Of course, it may not have mattered in the long run, because the box office was in a slump for several months before Twilight scored big, but Entertainment Weekly also stirred a debate many hoped would never be brought up: “Video games vs. Movies: Which medium is greater?”
Video game supporter Adam B. Vary told EW that “The time of feature film dominance is dimming, and the days when video games reign supreme is dawning. I’m not talking about gross revenue here – video games have long since dwarfed movies on that score… [However], taken in total, the big movies of the last few years have rarely been as interesting – as able to seize your imagination, envelope you into their worlds and haunt your thinking for weeks on end – as the big video games of the last few years.”
While movies these days leave a lot to be desired, again, the gaming market is so mercurial. Reading one of my all time favorite books, Hit Men, which is the All the President’s Men of the music business, I was reminded that some blamed video games for the record business being in a slump in 1981.

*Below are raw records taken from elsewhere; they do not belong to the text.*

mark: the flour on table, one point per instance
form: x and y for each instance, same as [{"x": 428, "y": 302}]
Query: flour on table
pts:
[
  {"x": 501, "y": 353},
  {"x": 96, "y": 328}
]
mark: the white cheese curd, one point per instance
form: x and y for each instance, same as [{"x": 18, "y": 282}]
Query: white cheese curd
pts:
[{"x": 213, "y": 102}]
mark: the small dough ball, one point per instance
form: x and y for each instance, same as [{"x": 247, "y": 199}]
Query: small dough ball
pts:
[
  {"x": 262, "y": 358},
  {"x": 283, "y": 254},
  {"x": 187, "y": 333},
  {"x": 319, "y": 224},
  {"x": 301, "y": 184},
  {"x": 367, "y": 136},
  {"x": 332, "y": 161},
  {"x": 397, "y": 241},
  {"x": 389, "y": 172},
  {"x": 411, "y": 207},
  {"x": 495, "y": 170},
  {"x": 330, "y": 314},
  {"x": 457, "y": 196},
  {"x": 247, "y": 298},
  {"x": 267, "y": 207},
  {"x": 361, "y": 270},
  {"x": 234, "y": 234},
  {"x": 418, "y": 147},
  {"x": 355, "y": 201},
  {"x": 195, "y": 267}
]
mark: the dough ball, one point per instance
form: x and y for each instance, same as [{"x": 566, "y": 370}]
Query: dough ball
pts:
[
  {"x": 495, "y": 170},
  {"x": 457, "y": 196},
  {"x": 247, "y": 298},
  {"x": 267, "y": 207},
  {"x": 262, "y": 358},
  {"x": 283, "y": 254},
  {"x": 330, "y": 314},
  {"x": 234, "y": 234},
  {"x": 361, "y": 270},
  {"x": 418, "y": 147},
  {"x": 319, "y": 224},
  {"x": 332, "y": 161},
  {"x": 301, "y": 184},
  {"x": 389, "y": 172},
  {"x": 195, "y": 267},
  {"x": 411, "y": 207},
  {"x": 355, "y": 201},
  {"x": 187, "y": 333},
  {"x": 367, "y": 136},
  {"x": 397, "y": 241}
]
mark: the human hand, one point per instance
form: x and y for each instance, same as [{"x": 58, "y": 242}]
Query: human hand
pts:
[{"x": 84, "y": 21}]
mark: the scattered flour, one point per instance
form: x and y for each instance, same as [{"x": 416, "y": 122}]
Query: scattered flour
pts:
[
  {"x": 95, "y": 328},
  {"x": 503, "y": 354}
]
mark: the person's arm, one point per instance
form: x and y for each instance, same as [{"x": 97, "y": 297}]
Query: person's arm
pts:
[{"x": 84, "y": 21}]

As Fredric Dannen wrote, “It was popular to blame the video game craze for the record industry’s woes. Every quarter dropped in the slot was one less that might have been spent on music. In 1980 the Atari unit grossed $513 million, almost twice as much as the year before, while sales for the records group increased only 11 percent to $806 million.
“Overnight success breeds shortsightedness, and Warner Communications began to believe that video games were a better business than records. Warner would learn otherwise in 1983, when the bottom fell out of Atari, never to recover fully, and the company watched its stock price plummet 33 percent in one day.”